I've started to read Python tutorial. (http://python.org/doc/2.3.3/tut/tut.html) Here are some quick critique:

Quick examples from “7.1 Fancier Output Formatting” at http://python.org/doc/2.3.3/tut/node9.html

… If the input string is too long, they don't truncate it, but return it unchanged; this will mess up your column lay-out but that's usually better than the alternative, which would be lying about a value. (If you really want truncation you can always add a slice operation, as in "x.ljust( n)[:n]"…

It would be better if it simply say: “If the input string is too long, they don't truncate it, but return it unchanged.”.

As another example, lines such as the following are redundant:

Reverse quotes (``) are equivalent to repr(), but their use is discouraged.

Similarly, many places mentioning uncritical info such as warning or reference to other languages should be deleted.

The tutorial should be simple, concise, to the point, standalone. Perhaps 1/5th length of the tutorial should be deleted for better.

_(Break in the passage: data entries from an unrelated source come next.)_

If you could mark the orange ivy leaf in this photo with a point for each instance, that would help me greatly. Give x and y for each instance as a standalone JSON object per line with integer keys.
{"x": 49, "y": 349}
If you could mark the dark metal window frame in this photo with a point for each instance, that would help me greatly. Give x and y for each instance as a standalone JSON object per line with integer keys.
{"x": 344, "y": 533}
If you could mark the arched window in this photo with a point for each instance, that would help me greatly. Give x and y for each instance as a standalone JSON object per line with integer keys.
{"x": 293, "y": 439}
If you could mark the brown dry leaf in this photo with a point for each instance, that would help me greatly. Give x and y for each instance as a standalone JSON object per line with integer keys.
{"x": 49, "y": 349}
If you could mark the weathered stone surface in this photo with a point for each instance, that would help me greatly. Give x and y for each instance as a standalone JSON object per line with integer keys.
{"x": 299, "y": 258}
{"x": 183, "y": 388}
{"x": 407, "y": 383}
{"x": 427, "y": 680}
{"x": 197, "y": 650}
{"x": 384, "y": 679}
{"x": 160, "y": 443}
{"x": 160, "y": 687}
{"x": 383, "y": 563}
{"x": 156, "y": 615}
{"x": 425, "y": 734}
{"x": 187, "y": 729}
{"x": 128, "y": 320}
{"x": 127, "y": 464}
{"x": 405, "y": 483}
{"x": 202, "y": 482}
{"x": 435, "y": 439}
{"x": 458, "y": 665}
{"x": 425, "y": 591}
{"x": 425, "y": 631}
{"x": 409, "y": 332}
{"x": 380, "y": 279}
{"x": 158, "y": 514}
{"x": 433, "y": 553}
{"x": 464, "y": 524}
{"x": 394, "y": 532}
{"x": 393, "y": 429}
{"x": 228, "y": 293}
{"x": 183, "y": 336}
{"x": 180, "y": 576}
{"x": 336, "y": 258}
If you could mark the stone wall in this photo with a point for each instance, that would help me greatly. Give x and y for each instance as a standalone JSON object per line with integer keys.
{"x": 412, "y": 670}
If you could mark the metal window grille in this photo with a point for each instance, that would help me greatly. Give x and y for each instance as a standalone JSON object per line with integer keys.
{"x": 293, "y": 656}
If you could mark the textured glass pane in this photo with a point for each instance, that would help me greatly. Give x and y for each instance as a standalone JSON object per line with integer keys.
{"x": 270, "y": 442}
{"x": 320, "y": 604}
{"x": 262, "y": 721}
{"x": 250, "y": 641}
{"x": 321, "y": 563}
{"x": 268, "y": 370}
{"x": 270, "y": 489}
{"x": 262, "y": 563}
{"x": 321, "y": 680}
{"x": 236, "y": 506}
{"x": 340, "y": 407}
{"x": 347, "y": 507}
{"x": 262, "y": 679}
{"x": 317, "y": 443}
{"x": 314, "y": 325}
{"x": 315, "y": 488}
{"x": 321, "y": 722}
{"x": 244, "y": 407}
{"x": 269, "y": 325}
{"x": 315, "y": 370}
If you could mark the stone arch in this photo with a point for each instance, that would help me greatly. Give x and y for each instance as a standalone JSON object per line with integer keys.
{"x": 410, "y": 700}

At places often a whole paragraph on some so called computer science jargons should be deleted. They are there more to showcase inane technicality than do help the reader. (related, many passages with jargons should be rewritten sans inane jargon. ⁖ mutable object.)

One easy way to understand these principles is to compare Perl's documentation or unix man pages to Python's. The formers are often irrelevant, rambling on, not standalong (it is written such that it unnecessarily requires the reader to be knowledgeable of lots of other things). Python docs does not suffer from obfuscation mentality, but like many computer language manuals, also suffers from gratuitous jargon verbiage. (these jargons or passages about them are usually there to please the authors themselves).

A exemplary writing in this direction is the Mathematica Manual by Stephen Wolfram. Any intelligent layman can read it straightforwardly, and learn unhindered a language that is tantamount to features of lisp languages. Such documentation is not difficult to write at all. (contrary to the lot of “computer scientists” or IT pundits.) All it take is some simple principles outlined above.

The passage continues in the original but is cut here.